= Munich kitchen =

1920s fitted kitchen concept

The Munich kitchen (Münchener Küche) is a 1920s kitchen designed by the home economist Erna Meyer and the architects Hanna Löw and Walther Schmidt. It was designed for the municipal dwellings of the Bavarian Post Office and first presented at the Heim und Technik exhibition in Munich in 1928.

The Munich Kitchen was developed in response to widespread criticism of earlier models such as the Frankfurt and Stuttgart kitchens, which did not allow for children to be minded while cooking. Designed with user comfort and family dynamics in mind, it featured a much-reduced square layout of 6 sqm for cooking, separated from the living space by a glass wall. This transparent partition allowed mothers to keep an eye on their children in the adjacent room while blocking the spread of odors. Compared to the narrow rectangular form of the Frankfurt kitchen, the square configuration was seen as an improvement. All components were arranged as a single unit along one wall. It also introduced adjustable shelving inside cabinets and a freestanding sink that enabled seated work.

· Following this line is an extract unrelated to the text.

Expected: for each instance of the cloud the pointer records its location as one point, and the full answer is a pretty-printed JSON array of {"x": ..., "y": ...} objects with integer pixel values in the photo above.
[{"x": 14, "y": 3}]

Unlike the enclosed layout of the Frankfurt kitchen or the Stuttgart model's serving hatch, the Munich design used a movable glass wall to connect the kitchen and living area. This allowed for a clear view between the two spaces—enabling the person cooking to keep an eye on children in the dining room, while making kitchen activities visible from the adjoining space. Although the Munich kitchen reflected a conceptual shift, incorporating features closer to a traditional live-in kitchen, it still belonged to the lineage of functionalist modernist kitchens. Like its predecessors, it was shaped by the same core principles of efficiency and rationalization. What distinguished it was its effort to present these ideas in a more accessible, softened form—a "light version" of the functional work kitchen, intended to appeal to a wider audience.